Uploading my own voice profile for the assistant?

jobyjreuben · May 3, 2021, 4:07pm

Hello community,

Happy to look on to the Mycroft Project. I would like to know how Mycroft updates/ uploads each voice profile and I would like to make my own voices as my voice profile in Mycroft. If I can get any discussion/links/studies/documents for it would be useful. And also I would like to know what format, specific info about the dataset of the voice to upload for the profile

Thank you in advance

ChanceNCounter · May 3, 2021, 6:38pm

Can you clarify which part of the tech stack you mean?

If you’d like to replace Mycroft’s voice with one based on your own, this would require a third-party text to speech system.
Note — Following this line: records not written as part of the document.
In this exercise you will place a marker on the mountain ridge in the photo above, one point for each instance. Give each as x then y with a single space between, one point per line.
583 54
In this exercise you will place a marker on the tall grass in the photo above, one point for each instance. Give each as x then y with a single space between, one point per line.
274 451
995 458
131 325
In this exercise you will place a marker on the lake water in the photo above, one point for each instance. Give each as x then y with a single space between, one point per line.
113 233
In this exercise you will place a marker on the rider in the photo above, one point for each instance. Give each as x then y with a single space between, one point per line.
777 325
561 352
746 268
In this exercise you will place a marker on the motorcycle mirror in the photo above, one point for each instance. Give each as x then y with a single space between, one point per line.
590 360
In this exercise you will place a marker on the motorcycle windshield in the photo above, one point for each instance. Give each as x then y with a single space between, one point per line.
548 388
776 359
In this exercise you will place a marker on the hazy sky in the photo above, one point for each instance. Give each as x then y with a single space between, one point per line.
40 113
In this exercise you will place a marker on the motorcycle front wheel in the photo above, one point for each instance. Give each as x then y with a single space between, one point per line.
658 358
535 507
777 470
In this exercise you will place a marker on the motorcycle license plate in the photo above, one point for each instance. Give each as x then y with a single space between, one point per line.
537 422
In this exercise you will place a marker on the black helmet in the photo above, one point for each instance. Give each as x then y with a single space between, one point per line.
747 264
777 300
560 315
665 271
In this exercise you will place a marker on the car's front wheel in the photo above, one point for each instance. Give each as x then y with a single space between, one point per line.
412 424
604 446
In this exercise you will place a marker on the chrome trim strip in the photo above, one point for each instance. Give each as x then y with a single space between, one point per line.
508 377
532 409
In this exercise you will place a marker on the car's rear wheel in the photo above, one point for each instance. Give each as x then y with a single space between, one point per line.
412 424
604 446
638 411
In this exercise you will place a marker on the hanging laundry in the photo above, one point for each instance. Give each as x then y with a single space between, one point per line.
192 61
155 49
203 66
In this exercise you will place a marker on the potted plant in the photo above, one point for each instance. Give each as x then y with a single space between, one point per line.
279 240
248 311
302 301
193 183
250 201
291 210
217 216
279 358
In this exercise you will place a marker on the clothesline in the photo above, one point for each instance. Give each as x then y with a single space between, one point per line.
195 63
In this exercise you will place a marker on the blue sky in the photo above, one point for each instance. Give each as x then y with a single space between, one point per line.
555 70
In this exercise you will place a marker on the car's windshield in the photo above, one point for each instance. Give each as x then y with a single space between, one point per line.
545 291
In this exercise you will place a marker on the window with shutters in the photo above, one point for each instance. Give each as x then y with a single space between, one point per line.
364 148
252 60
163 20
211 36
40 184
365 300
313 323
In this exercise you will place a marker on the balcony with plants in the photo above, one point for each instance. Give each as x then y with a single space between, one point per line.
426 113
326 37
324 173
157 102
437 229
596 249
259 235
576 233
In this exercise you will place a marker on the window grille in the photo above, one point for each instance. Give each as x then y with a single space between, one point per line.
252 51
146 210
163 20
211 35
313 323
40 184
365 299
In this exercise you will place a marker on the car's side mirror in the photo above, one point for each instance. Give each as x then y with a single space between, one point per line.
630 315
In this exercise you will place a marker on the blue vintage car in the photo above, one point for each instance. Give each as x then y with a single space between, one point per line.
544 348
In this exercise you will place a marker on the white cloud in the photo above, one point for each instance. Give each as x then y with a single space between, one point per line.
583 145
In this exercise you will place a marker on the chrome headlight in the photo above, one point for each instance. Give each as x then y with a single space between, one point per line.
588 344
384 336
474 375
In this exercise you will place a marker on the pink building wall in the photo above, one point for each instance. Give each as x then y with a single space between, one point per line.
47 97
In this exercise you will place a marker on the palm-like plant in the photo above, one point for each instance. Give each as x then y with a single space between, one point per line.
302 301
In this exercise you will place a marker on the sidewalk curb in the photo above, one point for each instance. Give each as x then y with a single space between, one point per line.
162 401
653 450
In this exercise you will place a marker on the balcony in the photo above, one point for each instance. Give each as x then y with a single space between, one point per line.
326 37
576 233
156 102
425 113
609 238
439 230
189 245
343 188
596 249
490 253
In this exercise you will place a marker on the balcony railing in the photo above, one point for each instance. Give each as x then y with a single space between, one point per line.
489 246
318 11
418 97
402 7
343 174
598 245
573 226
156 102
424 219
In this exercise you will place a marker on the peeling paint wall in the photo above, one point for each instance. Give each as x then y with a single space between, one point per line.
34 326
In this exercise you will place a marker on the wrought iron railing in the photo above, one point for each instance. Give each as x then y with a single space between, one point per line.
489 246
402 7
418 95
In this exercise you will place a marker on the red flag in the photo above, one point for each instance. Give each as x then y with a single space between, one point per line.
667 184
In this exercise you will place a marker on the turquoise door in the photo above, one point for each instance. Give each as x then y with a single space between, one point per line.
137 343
There are several, and they are not hard to plug in, but getting a large enough corpus to generate a good voice is a tremendous undertaking. The no-longer-Mozilla one uses a single, public corpus to generate only a handful of voices. Untold thousands of samples, of many different people, repeatedly blended with ML… lots of work.

If you’d like to tune Mycroft to understand your voice better, again, making it use just your voice would be a huge undertaking and probably impossible. However, you could consider contributing samples to the no-longer-Mozila speech to text system, which is quite functional. This will make your samples part of the dataset that system uses and refines to interpret what you say.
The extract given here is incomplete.